Piraterie et détournement
Eugénie Denarnaud est paysagiste et artiste, une double compétence qui lui permet de regarder la nature comme un terrain d’expérience esthétique et comme une source de connaissance. Mais les deux choses vont souvent de pair, on le voit bien avec les grands herbiers du dix-septième ou du dix-huitième siècle qui disposaient avec une rigueur et un sens parfait de la composition les plantes à étudier. Cette façon classique d’organiser le savoir et de se livrer à de subtiles taxinomies provient d’une tradition ancienne alliant les organisations les plus rigoureuses à des inventions formelles parfois surprenantes. Mais cette nomenclature latine dite scientifique et neutre recouvre une histoire coloniale à laquelle s’intéresse aussi Eugénie Denarnaud, y compris dans le processus de nomination des plantes qui a remplacé les noms indigènes par d’autres issus de la classification de Linné. Un geste dont, même aujourd’hui, on ne mesure pas toujours bien la violence.
Ces pratiques qui ont su magnifier des plantes de haut lignage que l’on retrouvera dans des serres royales ne correspondent pas à celles d’Eugénie Denarnaud davantage requise par les sujets les plus insignifiants comme ces tomates sauvages appelées ici, dans la région de San Raphael, des tchintallilos, des plantes non acclimatées. Elles poussent là où l’on ne songe pas à regarder, sur le bord des routes, dans des milieux interstitiels, des zones souvent abandonnées. « Ces plantes incarnent la clandestinité, l’imprévu, l’imprévisible » dit l’artiste qui les photographie pour mieux faire valoir leur force de résistance. Car malgré les techniques de l’agriculture moderne qui nivelle et uniformise tout, elles se reproduisent en échappant au contrôle du vivant qu’impose l’organisation industrielle de nos cultures.
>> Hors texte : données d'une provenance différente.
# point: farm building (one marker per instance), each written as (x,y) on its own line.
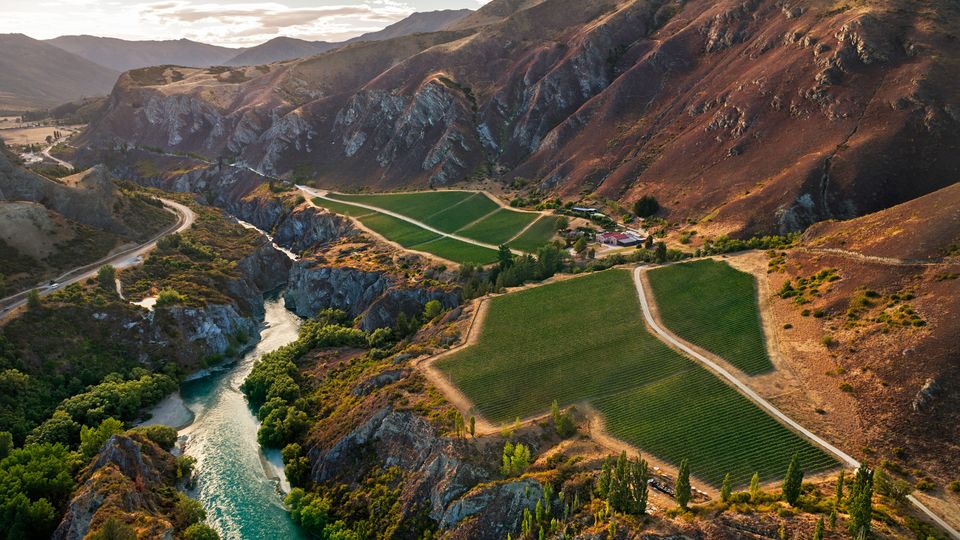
(628,238)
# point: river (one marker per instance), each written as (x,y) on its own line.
(236,483)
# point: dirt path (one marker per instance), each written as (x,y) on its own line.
(323,195)
(756,398)
(127,257)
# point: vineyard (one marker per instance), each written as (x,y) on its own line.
(714,306)
(468,214)
(583,340)
(499,227)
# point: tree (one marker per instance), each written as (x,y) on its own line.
(107,278)
(114,529)
(755,492)
(793,481)
(646,206)
(93,439)
(660,253)
(431,309)
(6,444)
(505,257)
(681,487)
(818,529)
(580,245)
(516,458)
(726,488)
(859,503)
(839,495)
(200,531)
(33,299)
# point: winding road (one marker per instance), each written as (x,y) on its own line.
(122,259)
(756,398)
(311,192)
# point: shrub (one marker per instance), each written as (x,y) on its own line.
(164,436)
(200,531)
(169,297)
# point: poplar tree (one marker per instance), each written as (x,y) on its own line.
(755,488)
(793,481)
(726,488)
(818,529)
(681,488)
(840,488)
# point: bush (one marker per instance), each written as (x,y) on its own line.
(199,531)
(169,297)
(164,436)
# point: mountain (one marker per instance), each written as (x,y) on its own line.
(430,21)
(741,117)
(285,48)
(279,49)
(35,74)
(123,55)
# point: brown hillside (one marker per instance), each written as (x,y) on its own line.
(753,115)
(925,228)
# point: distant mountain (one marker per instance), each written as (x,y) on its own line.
(123,55)
(37,74)
(285,48)
(429,21)
(279,49)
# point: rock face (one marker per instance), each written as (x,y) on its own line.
(373,296)
(440,473)
(698,103)
(125,476)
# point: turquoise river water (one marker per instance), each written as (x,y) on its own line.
(236,482)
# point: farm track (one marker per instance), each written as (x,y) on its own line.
(323,195)
(756,398)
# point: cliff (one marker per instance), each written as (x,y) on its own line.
(747,116)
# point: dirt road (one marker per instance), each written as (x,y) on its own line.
(128,257)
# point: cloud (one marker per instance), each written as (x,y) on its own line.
(249,23)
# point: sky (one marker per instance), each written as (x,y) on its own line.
(230,23)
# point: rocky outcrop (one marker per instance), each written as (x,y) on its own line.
(374,296)
(439,474)
(383,312)
(127,476)
(495,509)
(313,287)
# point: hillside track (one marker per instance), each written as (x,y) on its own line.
(125,258)
(743,388)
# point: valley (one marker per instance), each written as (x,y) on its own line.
(542,269)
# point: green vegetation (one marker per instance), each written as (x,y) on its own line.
(402,232)
(419,205)
(624,484)
(713,305)
(583,340)
(499,227)
(516,458)
(646,206)
(538,234)
(457,251)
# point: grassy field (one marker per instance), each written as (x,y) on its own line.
(499,227)
(537,235)
(462,214)
(583,339)
(404,233)
(457,251)
(714,306)
(419,205)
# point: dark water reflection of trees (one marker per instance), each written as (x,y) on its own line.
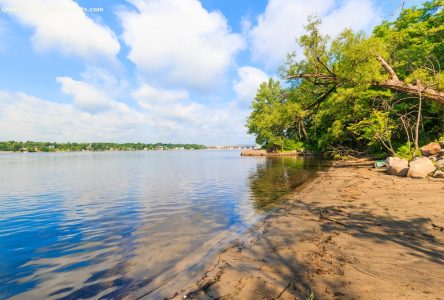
(277,177)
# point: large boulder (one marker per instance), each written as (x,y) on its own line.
(420,168)
(397,166)
(431,149)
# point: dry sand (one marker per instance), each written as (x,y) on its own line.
(352,233)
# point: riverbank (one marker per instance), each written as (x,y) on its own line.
(352,233)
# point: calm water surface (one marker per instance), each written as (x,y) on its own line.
(109,224)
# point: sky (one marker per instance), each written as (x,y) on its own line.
(180,71)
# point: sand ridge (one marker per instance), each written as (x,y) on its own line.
(352,233)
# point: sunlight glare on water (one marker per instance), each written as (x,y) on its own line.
(92,225)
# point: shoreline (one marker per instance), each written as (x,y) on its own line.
(351,233)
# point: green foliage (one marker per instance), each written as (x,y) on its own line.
(60,147)
(407,151)
(342,111)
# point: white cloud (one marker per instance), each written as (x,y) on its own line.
(86,97)
(359,15)
(147,94)
(248,83)
(283,22)
(63,25)
(179,42)
(24,117)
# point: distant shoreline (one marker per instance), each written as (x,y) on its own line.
(343,235)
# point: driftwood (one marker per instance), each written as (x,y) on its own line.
(395,84)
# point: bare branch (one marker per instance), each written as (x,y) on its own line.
(388,68)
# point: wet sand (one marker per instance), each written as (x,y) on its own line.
(352,233)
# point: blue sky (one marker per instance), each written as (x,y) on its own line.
(151,70)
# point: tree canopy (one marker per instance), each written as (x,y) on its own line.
(358,93)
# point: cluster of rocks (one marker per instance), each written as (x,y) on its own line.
(431,163)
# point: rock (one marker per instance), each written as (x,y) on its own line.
(430,149)
(397,166)
(440,165)
(438,174)
(420,168)
(433,158)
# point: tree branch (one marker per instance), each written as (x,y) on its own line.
(388,68)
(310,76)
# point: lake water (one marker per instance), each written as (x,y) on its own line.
(110,224)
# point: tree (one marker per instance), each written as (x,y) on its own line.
(357,92)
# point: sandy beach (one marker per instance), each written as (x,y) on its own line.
(352,233)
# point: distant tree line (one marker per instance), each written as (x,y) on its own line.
(30,146)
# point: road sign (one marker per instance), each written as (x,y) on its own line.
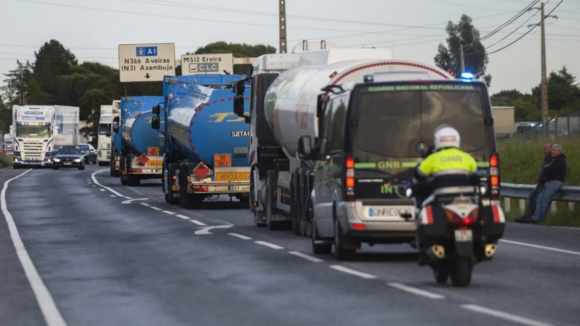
(146,62)
(201,64)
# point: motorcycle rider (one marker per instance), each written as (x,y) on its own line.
(447,166)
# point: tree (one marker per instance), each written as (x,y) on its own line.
(563,92)
(52,61)
(16,83)
(239,51)
(449,58)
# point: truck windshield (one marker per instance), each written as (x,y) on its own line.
(103,128)
(394,120)
(33,131)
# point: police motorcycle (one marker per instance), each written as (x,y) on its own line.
(458,227)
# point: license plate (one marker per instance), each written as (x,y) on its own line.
(463,235)
(155,163)
(390,211)
(232,176)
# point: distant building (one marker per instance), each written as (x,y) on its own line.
(503,120)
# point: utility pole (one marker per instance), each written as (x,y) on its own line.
(544,78)
(462,58)
(544,83)
(283,41)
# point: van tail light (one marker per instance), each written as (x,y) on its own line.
(350,179)
(494,176)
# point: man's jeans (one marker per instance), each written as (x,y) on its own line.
(532,197)
(545,198)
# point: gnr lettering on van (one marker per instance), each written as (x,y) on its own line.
(455,158)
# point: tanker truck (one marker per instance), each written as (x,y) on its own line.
(115,156)
(336,136)
(140,155)
(206,150)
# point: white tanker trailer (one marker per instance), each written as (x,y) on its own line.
(332,153)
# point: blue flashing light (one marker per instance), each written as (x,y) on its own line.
(467,75)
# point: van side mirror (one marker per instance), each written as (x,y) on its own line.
(156,110)
(155,123)
(239,105)
(116,124)
(305,147)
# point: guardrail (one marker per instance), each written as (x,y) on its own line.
(521,192)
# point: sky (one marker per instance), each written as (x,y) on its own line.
(412,29)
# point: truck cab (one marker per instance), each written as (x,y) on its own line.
(371,138)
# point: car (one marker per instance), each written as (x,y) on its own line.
(69,157)
(89,152)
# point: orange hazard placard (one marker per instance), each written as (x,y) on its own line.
(153,151)
(222,160)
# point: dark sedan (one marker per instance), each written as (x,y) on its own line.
(89,152)
(69,157)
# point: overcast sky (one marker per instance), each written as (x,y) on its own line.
(411,28)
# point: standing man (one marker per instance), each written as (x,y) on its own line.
(531,204)
(555,177)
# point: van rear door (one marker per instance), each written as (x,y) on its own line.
(392,123)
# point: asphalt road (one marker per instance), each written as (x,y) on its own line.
(104,254)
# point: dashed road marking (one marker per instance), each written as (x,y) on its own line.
(243,237)
(270,245)
(412,290)
(523,244)
(105,187)
(47,306)
(352,272)
(305,256)
(504,315)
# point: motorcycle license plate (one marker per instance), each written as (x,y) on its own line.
(463,235)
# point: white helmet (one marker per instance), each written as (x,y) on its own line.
(446,137)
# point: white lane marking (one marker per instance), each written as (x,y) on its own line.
(270,245)
(205,230)
(130,200)
(412,290)
(541,247)
(305,256)
(49,310)
(352,272)
(504,315)
(100,185)
(243,237)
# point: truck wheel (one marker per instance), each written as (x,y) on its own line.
(461,268)
(317,247)
(340,251)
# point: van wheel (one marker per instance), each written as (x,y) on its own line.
(340,251)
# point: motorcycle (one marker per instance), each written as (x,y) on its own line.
(457,228)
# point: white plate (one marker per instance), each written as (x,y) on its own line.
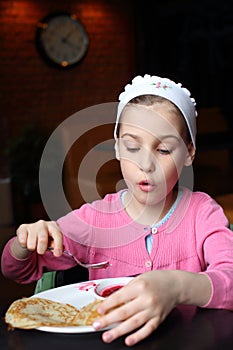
(78,295)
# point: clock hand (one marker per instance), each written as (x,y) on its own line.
(65,38)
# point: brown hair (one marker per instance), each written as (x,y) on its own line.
(150,100)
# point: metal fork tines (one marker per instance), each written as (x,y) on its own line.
(100,265)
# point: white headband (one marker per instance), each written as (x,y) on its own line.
(153,85)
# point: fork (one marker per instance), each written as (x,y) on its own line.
(100,265)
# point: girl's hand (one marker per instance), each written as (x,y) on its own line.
(37,237)
(140,306)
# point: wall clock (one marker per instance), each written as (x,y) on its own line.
(61,39)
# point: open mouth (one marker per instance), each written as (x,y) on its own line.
(146,186)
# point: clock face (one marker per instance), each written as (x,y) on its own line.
(62,40)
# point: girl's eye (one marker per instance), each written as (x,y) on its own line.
(133,149)
(163,151)
(132,146)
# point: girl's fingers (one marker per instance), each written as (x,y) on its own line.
(135,322)
(36,236)
(143,332)
(57,241)
(22,235)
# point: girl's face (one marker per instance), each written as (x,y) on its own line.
(152,151)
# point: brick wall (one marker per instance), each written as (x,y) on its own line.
(32,91)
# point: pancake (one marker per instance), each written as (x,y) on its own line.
(29,313)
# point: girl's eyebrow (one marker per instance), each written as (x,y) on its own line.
(136,137)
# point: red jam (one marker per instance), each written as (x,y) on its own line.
(109,290)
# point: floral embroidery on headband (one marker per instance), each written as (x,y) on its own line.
(159,85)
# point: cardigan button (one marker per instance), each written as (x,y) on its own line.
(148,263)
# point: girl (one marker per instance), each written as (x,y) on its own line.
(177,242)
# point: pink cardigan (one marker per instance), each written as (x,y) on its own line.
(195,238)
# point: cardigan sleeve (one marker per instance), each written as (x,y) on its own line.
(215,241)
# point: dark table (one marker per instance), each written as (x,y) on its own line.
(185,328)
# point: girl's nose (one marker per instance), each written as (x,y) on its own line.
(147,162)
Cette organisation transforme d’ailleurs les plantes, les arbres, les fruits en marchandises quasi manufacturées comme ces régimes de bananes enveloppées de papier journal recyclé et emballées dans des sacs en plastique de couleur. Ces sortes de wrapping bananas, entre Andy Warhol et Christo, pourraient transformer ces plantations en figures hallucinées d’un musée d’art contemporain à l’abandon livré à la nature sauvage. Mais ces bananiers sous le regard d’Eugénie Denarnaud deviennent en fait des abstractions dont elle a su capter les puissances métamorphiques, entre sculptures et peintures.
Le papier journal qui enveloppe les régimes de fruits est aussi un transmetteur d’information et de consommation. C’est surtout le médium d’un discours médiatique qui banalise et lisse des savoirs et des compétences singulières dont ne restent plus que des signes sans véritable signification ; un « prêt à penser », comme on parle de « prêt à porter » qui confisque la véritable réflexion si aucun travail d’enquête personnelle n’en accompagne la lecture. Ce travail se poursuit pour l’artiste de différentes façons. « Mon projet, déclare-t-elle, a à voir avec l’empreinte. Je recueille au moyen de photographies, d’herbiers, de moulages. Je capte à travers ces trois médiums un instant décisif qui rend possible l’existence de ce qui est prélevé. »
De ce point de vue-là pas de différence entre l’herborisation et la photographie. Pas non plus au fond entre l’art et la science. Etre un artiste c’est aussi retrouver les vertus médicinales oubliées de certaines plantes, leurs propriétés occultes, leurs valeurs curatives réservées aux magiciens de la terre qui empruntent des voies de traverses et, à la façon des pirates, déroutent les cargos des industries pharmaceutiques pour le bien être esthétique et thérapeutique de ceux qui vivent au plus près de la nature et savent dialoguer avec elle.